Yes, as opposed to other techniques (MegaTag 2, pinhole model, etc) that depend heavily on a very precise camera angle.
Gotcha! Huh I didn’t know megatag was so sensitive to camera pitch. Something I played with is solving the same camera reprojection minimization problem but while constraining robot orientation to be flat and at Z=0 with a given yaw, but this was taking on the order of 7ms for a single tag on a roborio excluding problem setup. Next up is throwing sleipnir at it and reformulating as a traditional nonlinear least squares instead of factor graphs for maximum likelihood, I think a sufficiently motivated C++ nerd can make this realtime even on a potato
Very intriguing. I imagine an approach where the camera pitch is unconstrained (even if other variables are constrained) could potentially still work well in these circumstances. And to be clear, I use MegaTag 2 as a potential example but it’s not something we have a lot of experience with (and I certainly can’t speak to the details of what it does or does not constrain). We have much more experience with simple trig-based approaches to localization, which are extremely sensitive to changes in camera pitch. I’d be very nervous about using flexible mounts with that approach.
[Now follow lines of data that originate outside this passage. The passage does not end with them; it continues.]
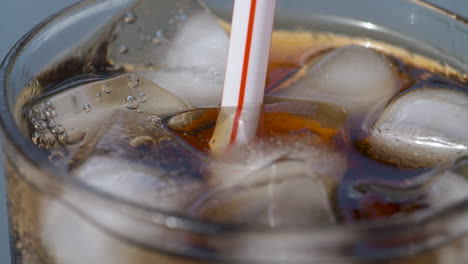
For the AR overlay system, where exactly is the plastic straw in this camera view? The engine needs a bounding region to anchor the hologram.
[210,0,276,154]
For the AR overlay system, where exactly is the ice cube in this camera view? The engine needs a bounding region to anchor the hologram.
[109,0,229,107]
[39,109,204,264]
[369,87,468,168]
[142,12,229,107]
[71,112,204,212]
[195,161,334,227]
[192,135,347,226]
[141,67,224,107]
[36,188,193,264]
[425,156,468,209]
[274,46,399,115]
[29,75,191,164]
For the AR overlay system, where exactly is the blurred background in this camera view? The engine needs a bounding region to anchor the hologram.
[0,0,468,264]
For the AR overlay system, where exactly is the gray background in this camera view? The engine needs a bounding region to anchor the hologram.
[0,0,468,264]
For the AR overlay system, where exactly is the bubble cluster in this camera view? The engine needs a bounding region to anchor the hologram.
[128,74,140,89]
[96,92,103,103]
[151,30,168,45]
[124,11,136,24]
[119,45,128,54]
[28,101,87,152]
[83,104,92,113]
[101,83,112,94]
[59,128,86,145]
[124,95,140,110]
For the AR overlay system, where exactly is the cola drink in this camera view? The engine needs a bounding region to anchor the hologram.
[2,1,468,264]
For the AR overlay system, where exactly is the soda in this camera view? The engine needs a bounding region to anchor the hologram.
[2,0,468,264]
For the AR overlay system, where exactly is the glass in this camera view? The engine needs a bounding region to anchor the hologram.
[0,0,468,264]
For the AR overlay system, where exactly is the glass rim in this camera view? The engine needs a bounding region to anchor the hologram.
[0,0,468,258]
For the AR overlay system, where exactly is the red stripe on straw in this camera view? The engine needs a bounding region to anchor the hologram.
[229,0,257,144]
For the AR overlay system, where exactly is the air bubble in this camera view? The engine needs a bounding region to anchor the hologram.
[128,74,140,89]
[48,150,65,161]
[96,92,102,103]
[83,104,92,113]
[31,132,41,145]
[119,45,128,54]
[151,30,168,45]
[59,128,86,145]
[124,12,136,24]
[124,95,139,110]
[33,120,47,130]
[51,124,65,134]
[49,120,57,129]
[44,101,55,110]
[138,93,146,103]
[146,115,161,124]
[130,136,154,148]
[101,83,112,94]
[45,109,57,119]
[37,110,47,120]
[33,133,55,149]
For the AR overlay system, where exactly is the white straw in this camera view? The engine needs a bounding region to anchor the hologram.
[210,0,276,154]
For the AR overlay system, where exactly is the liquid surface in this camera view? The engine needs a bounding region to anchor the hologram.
[24,27,468,226]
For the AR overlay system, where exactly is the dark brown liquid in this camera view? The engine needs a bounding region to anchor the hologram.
[166,39,465,222]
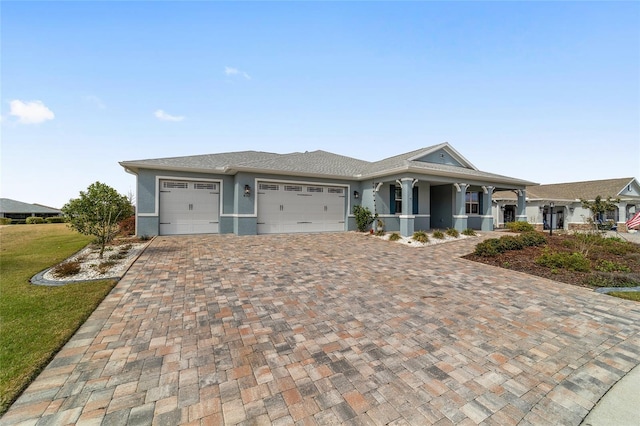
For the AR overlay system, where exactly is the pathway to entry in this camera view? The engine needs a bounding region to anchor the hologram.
[0,233,640,425]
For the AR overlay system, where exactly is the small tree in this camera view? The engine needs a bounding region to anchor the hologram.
[62,182,133,258]
[580,195,620,230]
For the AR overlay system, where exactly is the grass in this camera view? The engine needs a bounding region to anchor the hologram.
[0,224,115,415]
[607,291,640,302]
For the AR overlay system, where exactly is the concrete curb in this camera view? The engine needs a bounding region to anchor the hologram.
[581,365,640,426]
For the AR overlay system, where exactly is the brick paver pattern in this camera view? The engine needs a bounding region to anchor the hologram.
[0,233,640,425]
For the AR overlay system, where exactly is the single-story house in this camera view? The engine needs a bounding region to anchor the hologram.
[493,177,640,232]
[0,198,62,220]
[120,143,536,236]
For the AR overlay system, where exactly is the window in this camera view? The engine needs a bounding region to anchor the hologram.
[465,192,480,214]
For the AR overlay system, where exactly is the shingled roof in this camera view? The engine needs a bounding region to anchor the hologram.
[120,142,535,186]
[493,178,634,201]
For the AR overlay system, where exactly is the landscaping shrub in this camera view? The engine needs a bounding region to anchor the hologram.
[516,231,547,247]
[353,206,374,232]
[474,238,504,257]
[51,261,80,278]
[499,235,524,251]
[504,221,535,232]
[389,232,402,241]
[446,228,460,238]
[535,249,591,272]
[44,216,66,223]
[118,216,136,235]
[596,237,633,256]
[25,216,44,225]
[595,260,631,272]
[97,260,117,274]
[586,271,640,287]
[412,231,429,243]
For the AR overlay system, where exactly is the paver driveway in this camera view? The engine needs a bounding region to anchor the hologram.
[1,233,640,425]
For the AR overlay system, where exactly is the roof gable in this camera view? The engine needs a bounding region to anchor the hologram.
[494,178,640,201]
[408,142,478,170]
[120,142,534,187]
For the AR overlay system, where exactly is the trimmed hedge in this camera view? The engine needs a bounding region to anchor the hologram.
[474,231,547,257]
[504,221,535,232]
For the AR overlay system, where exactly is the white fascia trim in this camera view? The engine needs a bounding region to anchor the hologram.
[148,176,224,216]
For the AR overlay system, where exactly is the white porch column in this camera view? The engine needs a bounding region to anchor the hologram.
[516,189,527,222]
[480,186,496,231]
[400,178,415,237]
[453,183,469,232]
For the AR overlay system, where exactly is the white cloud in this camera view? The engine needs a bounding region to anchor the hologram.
[84,95,106,109]
[224,67,251,80]
[153,109,184,121]
[9,99,55,124]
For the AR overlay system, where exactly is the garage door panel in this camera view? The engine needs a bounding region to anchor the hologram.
[160,180,220,235]
[258,182,346,234]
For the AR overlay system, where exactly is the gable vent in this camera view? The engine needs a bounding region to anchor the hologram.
[193,182,216,189]
[162,180,189,189]
[260,183,280,191]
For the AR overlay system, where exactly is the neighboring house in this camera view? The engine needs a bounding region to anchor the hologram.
[493,178,640,235]
[0,198,62,220]
[120,143,535,236]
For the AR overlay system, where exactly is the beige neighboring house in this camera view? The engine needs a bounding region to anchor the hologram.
[492,178,640,232]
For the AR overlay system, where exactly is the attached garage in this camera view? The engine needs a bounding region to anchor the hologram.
[257,182,346,234]
[159,180,220,235]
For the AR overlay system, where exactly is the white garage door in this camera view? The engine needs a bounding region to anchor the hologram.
[258,182,346,234]
[160,180,220,235]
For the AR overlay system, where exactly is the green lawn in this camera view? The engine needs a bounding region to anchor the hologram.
[0,224,115,415]
[607,291,640,302]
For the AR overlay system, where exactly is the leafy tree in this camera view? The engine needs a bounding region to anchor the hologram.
[580,195,620,229]
[62,182,134,258]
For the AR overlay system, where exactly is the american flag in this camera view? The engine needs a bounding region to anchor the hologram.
[627,211,640,229]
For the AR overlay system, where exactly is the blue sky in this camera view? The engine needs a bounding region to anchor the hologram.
[0,1,640,207]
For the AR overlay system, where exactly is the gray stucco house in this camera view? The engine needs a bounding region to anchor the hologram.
[120,143,536,236]
[493,177,640,232]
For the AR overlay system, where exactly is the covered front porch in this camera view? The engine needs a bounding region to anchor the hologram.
[361,175,527,237]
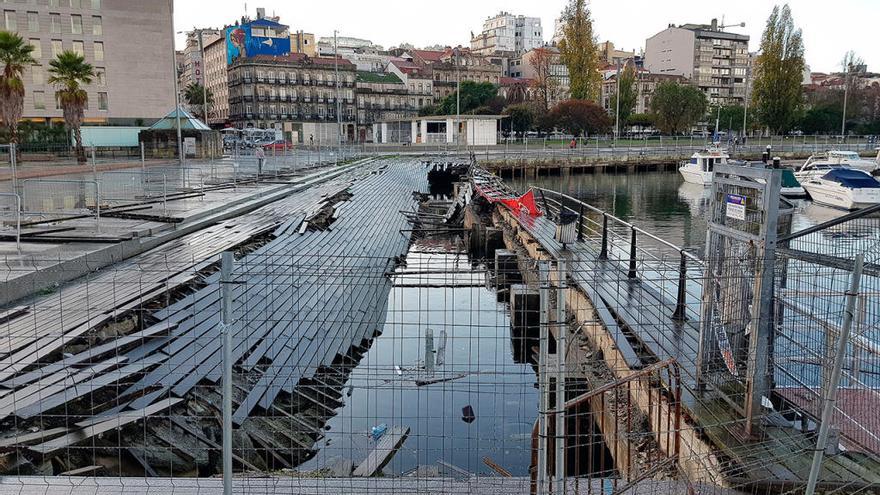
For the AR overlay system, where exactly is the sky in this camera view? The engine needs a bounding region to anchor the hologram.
[174,0,880,72]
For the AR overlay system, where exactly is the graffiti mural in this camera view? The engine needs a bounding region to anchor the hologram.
[226,19,290,64]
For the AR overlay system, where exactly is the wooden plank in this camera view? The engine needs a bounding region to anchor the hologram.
[28,399,183,454]
[352,426,410,477]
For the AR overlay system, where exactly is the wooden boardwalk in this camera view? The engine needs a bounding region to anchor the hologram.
[498,177,880,489]
[0,160,427,474]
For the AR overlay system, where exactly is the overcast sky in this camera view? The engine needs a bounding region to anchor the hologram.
[175,0,880,72]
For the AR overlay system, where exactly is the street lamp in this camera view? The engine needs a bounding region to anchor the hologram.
[168,0,183,167]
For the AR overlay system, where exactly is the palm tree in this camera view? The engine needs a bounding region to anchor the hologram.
[0,31,37,144]
[49,50,95,163]
[183,83,214,124]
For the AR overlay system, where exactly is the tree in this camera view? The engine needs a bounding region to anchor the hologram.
[0,31,37,144]
[529,48,559,110]
[438,81,498,115]
[559,0,602,101]
[49,50,95,163]
[651,81,708,135]
[752,4,806,133]
[183,83,214,121]
[504,103,535,134]
[626,113,655,129]
[550,99,611,136]
[506,80,529,105]
[611,64,639,131]
[798,105,843,134]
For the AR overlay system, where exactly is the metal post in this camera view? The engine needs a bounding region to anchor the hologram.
[537,261,550,494]
[599,213,608,260]
[554,259,568,495]
[627,228,636,278]
[806,254,865,495]
[220,251,234,495]
[672,250,687,321]
[168,0,186,167]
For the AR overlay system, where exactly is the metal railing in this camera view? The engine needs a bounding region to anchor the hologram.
[533,188,704,321]
[21,179,101,232]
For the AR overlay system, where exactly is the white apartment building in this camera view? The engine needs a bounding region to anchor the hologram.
[644,19,751,105]
[0,0,175,125]
[471,12,544,55]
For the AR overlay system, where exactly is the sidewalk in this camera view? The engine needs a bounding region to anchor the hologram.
[0,160,177,181]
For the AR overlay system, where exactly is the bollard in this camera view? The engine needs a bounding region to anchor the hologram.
[627,227,636,279]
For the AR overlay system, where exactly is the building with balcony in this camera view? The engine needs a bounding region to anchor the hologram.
[471,12,544,55]
[0,0,175,125]
[355,71,420,143]
[205,37,229,127]
[228,53,357,145]
[599,66,687,115]
[644,19,751,105]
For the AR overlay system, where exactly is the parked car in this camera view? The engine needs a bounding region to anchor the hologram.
[263,139,293,151]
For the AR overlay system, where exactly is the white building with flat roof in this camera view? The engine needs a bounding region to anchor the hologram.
[471,12,544,55]
[0,0,175,125]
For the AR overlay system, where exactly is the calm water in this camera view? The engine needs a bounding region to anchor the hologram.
[508,172,845,253]
[300,244,538,476]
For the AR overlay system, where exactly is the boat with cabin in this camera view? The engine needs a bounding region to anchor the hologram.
[803,168,880,210]
[678,147,730,186]
[795,150,878,181]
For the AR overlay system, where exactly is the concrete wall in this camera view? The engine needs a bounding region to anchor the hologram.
[645,27,695,79]
[8,0,174,124]
[71,126,147,148]
[466,119,498,146]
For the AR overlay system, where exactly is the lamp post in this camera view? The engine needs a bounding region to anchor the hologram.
[333,29,342,163]
[168,0,183,167]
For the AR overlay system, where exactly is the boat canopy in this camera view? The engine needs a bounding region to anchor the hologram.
[782,168,801,187]
[822,168,880,189]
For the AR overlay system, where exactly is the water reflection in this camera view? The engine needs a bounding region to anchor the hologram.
[300,245,538,476]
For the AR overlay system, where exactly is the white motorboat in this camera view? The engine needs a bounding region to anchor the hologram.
[678,147,730,186]
[780,168,807,198]
[803,168,880,210]
[795,151,878,181]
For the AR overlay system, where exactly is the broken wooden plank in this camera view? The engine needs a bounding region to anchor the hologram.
[28,399,183,454]
[352,426,409,477]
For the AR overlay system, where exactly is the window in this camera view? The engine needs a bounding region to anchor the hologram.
[3,10,18,32]
[31,38,43,60]
[34,91,46,110]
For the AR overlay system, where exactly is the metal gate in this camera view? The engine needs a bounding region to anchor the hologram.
[697,166,791,436]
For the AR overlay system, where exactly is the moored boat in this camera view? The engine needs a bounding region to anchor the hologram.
[678,147,730,186]
[803,168,880,210]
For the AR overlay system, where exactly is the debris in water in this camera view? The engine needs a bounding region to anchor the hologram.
[370,423,388,442]
[461,405,477,424]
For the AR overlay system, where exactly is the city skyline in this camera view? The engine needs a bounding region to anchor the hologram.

How are those camera mounts assembled? Where do those tiny standoffs go?
The style in Jonah’s gif were on our 2023 robot, those are threaded standoffs that went into heat-set inserts all with fairly small metric hardware (M3s).
For 2024 we pivoted to installing the camera from the back (meaning we don’t need the standoffs or the separate shroud part), there is an assembly in this post:
If this raises any more specific questions I’m always happy to clarify things further, I expect we will have more changes come 2025 so keep an eye out for that
Though not ideal, may be viable if you run the calculations on a separate thread, no?
Making MegaTag2 work on the rio in some kind of PhotonVision way would be huge. This is truly the kind of thing that if were public would helps tons of teams.
Could you maybe share the original code that took 7ms? I’d love to take a look. (Not sure if that’s the link you sent)
Btw, does anyone know if MegaTag1 (assuming MegaTag2 is built on it) is fundamentally different than MultitagSolvePnP, or is it just the same?
Yep it is - you’ll have to compile using a Rio toolchain, SCP the executable and all other shared libraries it links against over, kill robot code, and run it manually. And make sure to build in Release mode.
Sorry if this is getting too out of topic for this thread, but do you think supplying initial rvecs and tvecs with useExtrinsicGuess
could lead to a similar result?
Seems like this could be pretty easily incorporated with the current PV structure for multiTagOnCoprocStrategy. Maybe even only pitch, roll and height in the PV UI.
What material are you guys using to print those end caps?
would something more along the lines of ABS, PETG, or PETG-CF work in its place?
This is the stuff.
In the past we’ve also used PLA Plus, with a decent bit of success. I’ve started growing fond of ASA recently, printing a lot of it at work!